Opus V1 34b

Story generation model

Opus V1 34b is a powerful AI model designed for steerable story-writing and role-playing. It's trained on a massive dataset of 100 million tokens, allowing it to generate high-quality stories and respond to user input in a highly engaging way. But how does it work? The model uses an extended version of ChatML, which allows for more complex and nuanced storytelling. You can prompt the model with a story description, character information, and even specific instructions on how the story should continue. The model then generates a continuation of the story, taking into account the context and tone you've established. But that's not all - Opus V1 34b can also be used for tasks like story summarization, character description, and even style analysis. With its advanced capabilities and user-friendly interface, Opus V1 34b is an ideal tool for writers, role-players, and anyone looking to explore the possibilities of AI-generated storytelling.

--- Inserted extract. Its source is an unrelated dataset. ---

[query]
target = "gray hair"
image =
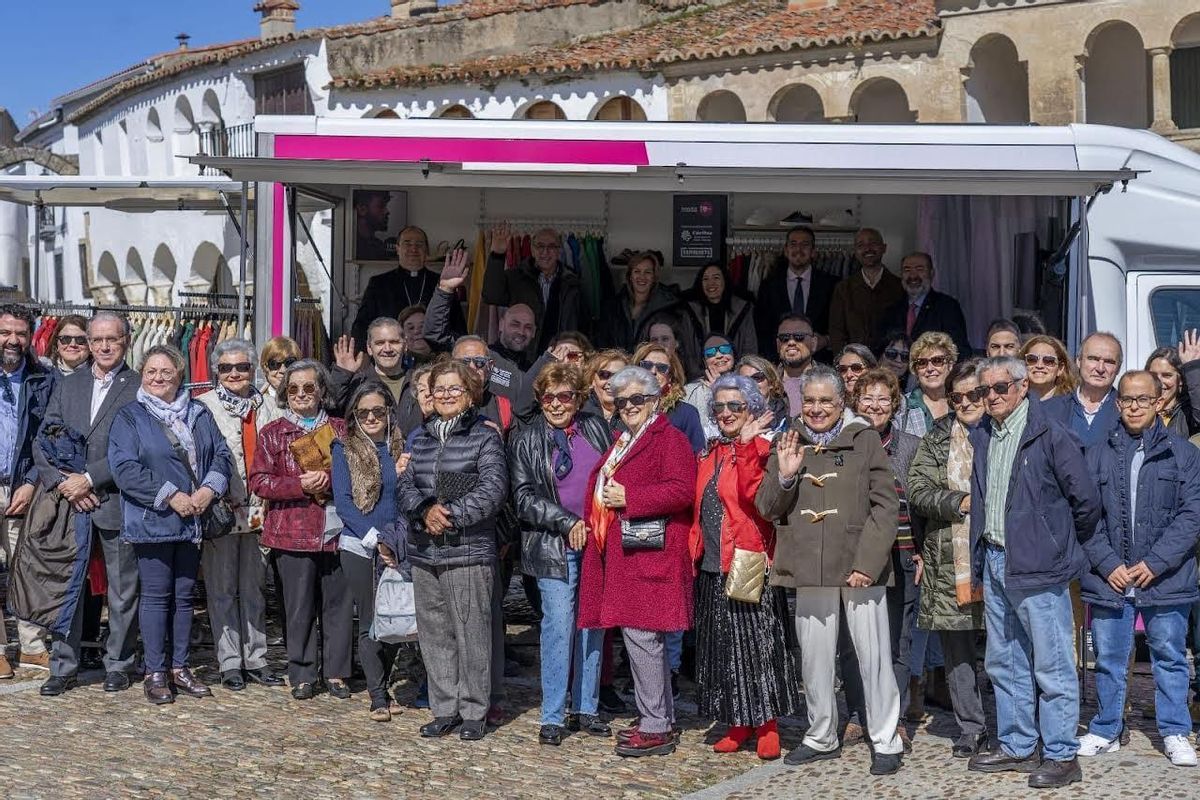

Dreamgen cc-by-nc-nd-4.0 Updated 7 months ago

Table of Contents

Model Overview

The DreamGen Opus V1 model is a cutting-edge AI designed for steerable story-writing and role-playing. It’s capable of generating engaging stories, summarizing plots, and even assisting with writing-related tasks.

Capabilities

Story-Writing and Role-Playing

The model uses an extended version of ChatML, allowing for interactive storytelling and role-playing. It can understand and respond to prompts, and even take on different character roles.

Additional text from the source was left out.